The news of the successful action inflamed the Hatfields, who decided that Ran'l and anyone else who might testify against them in Kentucky courts must be killed. On January 1, 1888, nine heavily armed Hatfields lay seige to Ran'l's cabin. After a battle that lasted an hour the building caught fire. Young Alifair McCoy stepped outside to douse the flames, confident that the Hatfields would not harm a woman. She was wrong. The Hatfields shot her in the stomach. As she lay screaming on the ground, her mother, Sarah, tried to get to her. "For the love of the Lord," she screamed, "let me go to my girl." A Hatfield pistol-whipped her until she lost consciousness.

The rest of the nation was stunned by the whirlwind of violence unleashed by Anse Hatfield and his family. For the first time stories of the feud became front-page copy in newspapers across the country.

Still more stories were generated when the governor of West Virginia turned down the Kentucky governor's petition to arrest Anse Hatfield and some of his kin. Bands of heavily armed McCoys, sometimes numbering upwards of fifty men, staged more raids across the border. Within a few weeks two more Hatfields had been killed and another eight were captured to stand trial for murder in Kentucky. The governor of West Virginia, infuriated, called up the National Guard.

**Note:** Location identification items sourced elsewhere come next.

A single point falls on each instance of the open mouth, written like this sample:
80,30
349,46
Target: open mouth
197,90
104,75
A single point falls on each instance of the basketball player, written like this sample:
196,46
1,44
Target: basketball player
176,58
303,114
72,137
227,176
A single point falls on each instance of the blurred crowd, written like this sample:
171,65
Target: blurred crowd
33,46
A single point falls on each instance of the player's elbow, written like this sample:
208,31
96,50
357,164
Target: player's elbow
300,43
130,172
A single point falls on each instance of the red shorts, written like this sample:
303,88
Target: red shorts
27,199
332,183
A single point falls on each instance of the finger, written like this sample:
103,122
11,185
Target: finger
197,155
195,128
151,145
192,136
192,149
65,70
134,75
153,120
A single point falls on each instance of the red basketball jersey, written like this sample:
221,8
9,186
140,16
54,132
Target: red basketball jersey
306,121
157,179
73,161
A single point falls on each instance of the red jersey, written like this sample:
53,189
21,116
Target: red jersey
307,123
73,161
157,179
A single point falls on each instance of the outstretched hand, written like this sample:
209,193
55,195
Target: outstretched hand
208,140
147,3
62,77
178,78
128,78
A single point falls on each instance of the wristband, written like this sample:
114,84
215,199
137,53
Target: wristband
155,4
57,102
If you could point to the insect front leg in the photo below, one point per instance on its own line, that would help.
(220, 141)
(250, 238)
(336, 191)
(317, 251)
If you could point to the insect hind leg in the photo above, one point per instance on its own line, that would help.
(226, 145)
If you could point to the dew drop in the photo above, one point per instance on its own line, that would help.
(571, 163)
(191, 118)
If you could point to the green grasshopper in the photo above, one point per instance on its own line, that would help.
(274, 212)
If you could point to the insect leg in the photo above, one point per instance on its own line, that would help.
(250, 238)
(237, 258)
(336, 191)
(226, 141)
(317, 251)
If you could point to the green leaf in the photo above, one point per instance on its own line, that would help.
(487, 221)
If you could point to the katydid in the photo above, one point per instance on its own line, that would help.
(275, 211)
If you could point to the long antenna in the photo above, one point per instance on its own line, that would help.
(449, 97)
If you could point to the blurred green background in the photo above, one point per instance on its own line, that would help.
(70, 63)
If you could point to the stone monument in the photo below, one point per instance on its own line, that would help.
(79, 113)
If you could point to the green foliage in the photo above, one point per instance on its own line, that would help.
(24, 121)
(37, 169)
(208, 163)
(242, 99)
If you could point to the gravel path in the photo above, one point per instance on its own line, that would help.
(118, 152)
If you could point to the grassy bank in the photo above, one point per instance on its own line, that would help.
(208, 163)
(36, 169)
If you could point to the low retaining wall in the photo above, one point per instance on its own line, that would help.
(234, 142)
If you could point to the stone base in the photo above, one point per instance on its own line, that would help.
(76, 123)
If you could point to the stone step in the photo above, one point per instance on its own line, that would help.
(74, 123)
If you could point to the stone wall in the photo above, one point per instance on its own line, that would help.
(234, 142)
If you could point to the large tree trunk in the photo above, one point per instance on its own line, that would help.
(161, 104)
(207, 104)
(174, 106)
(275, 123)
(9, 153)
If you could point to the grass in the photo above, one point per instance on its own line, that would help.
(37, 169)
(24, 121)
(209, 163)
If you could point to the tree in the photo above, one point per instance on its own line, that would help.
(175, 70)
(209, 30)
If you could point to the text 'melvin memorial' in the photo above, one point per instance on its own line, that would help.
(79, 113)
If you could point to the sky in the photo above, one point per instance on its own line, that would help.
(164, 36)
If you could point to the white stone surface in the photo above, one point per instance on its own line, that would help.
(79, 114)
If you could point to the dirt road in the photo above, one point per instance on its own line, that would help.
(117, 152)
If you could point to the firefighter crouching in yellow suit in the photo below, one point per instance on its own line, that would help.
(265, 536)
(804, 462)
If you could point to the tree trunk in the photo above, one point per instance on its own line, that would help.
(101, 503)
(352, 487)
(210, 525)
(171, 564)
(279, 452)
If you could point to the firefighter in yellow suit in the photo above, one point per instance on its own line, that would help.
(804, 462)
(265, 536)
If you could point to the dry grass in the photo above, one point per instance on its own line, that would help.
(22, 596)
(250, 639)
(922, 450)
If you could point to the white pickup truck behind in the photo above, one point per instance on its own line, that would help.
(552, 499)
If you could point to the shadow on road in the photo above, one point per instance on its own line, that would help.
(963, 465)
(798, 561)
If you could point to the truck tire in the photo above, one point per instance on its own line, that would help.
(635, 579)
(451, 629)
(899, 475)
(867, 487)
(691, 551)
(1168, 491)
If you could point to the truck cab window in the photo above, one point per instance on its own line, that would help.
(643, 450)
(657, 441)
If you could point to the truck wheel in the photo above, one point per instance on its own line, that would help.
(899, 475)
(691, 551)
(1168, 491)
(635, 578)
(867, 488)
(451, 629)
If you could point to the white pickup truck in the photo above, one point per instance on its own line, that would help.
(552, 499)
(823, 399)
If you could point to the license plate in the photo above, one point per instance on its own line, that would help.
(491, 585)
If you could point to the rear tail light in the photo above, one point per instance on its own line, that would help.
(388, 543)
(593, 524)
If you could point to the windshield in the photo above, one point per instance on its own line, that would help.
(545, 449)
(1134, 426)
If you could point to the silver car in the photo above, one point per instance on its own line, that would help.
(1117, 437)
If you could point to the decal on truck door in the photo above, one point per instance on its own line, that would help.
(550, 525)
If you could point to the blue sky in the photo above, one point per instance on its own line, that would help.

So did his counterpart in Kentucky.

West Virginia also instituted legal proceedings to head off the impending trials of the Hatfields. The attorneys charged that the Hatfields had been kidnapped without due process. The case went to the United States Supreme Court, which ruled that there was no legal way to mandate the restoration of prisoners abducted from one state to another. So the eight Hatfields had to stand trial in Kentucky after all. All were found guilty of murder. Seven were sentenced to life imprisonment, and the eighth defendant received the death sentence for the murder of Alifair McCoy. Ignoring a state law prohibiting public executions, the authorities decided to hang the man publicly as a warning to the other Hatfields. Thousands of people attended the execution.

By that time the feud was for all practical purposes at an end. The bloodshed had decimated both families. Besides, new money was flowing into the area, attracted by rich deposits of coal, and the investors needed a more stable social climate. Police authority was increased accordingly.

As for the two patriarchs who had been at the center of all this trouble, they lived long, peaceful, and rather prosperous lives. Ran'l operated a ferry in Pikeville until he died his death,  caused by burns he suffered when he fell into a fire. He was almost ninety.  Anse started a logging operation, found religion, and lived to see his nephew Henry become governor of West Virginia. Henry later became a United States senator. Anse died of pneumonia in 1921.

By then the feud between the Hatfields and McCoys had long since gone out of history and into legend. It served as the inspiration for countless dramas, poems, novels, and films. In the end it became a badge of distinction to be able to claim descent from either family. Jack Dempsey, for one, boasted ancestors from both clans.

Perhaps the most appropriate epitaph to the history of the two families was provided by John Spears, an early historian of the feud, who in the late 1890s visited the long-abandoned cabin of Anse Hatfield on the east bank of the Tug Fork. Inside he found hanging over a fireplace a gaudy lithograph that read: THERE IS NO PLACE LIKE HOME. A previous visitor, obviously someone familiar with local history, had scribbled in the white margin: "Leastwise, not this side of hell."